Number of Visits: 12

Duration: 12 months

306 Participants Needed

Durvalumab for Lung Cancer

Recruiting at 180 trial locations

Age: 18+

Sex: Any

Trial Phase: Phase 3

Sponsor: National Cancer Institute (NCI)

Must be taking: Platinum-based chemotherapy, Anti-PD-1/PD-L1

Must not be taking: Immunosuppressive drugs, Corticosteroids

Disqualifiers: EGFR mutations, ALK gene fusion, Organ transplant, Autoimmune disease, others

No Placebo GroupAll trial participants will receive the active study treatment (no placebo)

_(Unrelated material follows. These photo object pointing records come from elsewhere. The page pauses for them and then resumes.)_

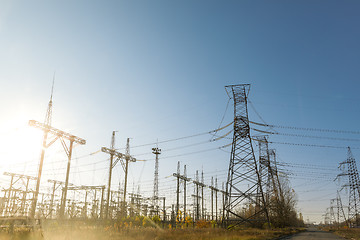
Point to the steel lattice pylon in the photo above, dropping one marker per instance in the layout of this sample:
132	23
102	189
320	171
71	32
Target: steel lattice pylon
354	188
243	187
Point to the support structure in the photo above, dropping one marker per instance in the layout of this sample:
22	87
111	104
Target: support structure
157	152
243	186
350	170
56	134
124	159
199	214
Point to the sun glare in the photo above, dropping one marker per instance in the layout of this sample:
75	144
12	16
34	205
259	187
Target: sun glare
19	143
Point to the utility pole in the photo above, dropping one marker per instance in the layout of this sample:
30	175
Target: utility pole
202	195
121	158
216	190
112	147
354	187
243	174
202	185
56	185
57	134
212	198
156	151
177	175
185	179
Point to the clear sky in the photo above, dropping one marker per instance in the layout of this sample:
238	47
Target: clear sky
156	70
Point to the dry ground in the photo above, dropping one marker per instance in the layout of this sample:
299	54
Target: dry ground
146	234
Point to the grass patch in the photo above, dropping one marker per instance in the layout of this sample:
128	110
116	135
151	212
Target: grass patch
97	233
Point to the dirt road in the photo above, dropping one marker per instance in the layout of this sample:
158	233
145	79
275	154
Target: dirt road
313	234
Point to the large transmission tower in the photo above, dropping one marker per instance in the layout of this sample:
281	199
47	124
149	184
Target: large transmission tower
354	188
243	186
156	151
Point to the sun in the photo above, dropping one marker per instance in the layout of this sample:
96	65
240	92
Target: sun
20	144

Pivotal Trial (Near Approval)This treatment is in the last trial phase before FDA approval

Prior Safety DataThis treatment has passed at least one previous human trial

Breakthrough TherapyThis drug has been fast-tracked for approval by the FDA given its high promise

What You Need to Know Before You Apply

What is the purpose of this trial?

This trial tests whether durvalumab, a type of immunotherapy, can prevent early-stage non-small cell lung cancer from returning after surgery. Typically, post-surgery involves monitoring for cancer's return, but this study aims to determine if durvalumab offers a better alternative. Participants must have undergone lung cancer surgery and completed prior chemotherapy and immunotherapy. The study excludes those with certain gene mutations or recent treatments. As a Phase 3 trial, it represents the final step before FDA approval, giving participants an opportunity to contribute to potentially groundbreaking cancer treatment advancements.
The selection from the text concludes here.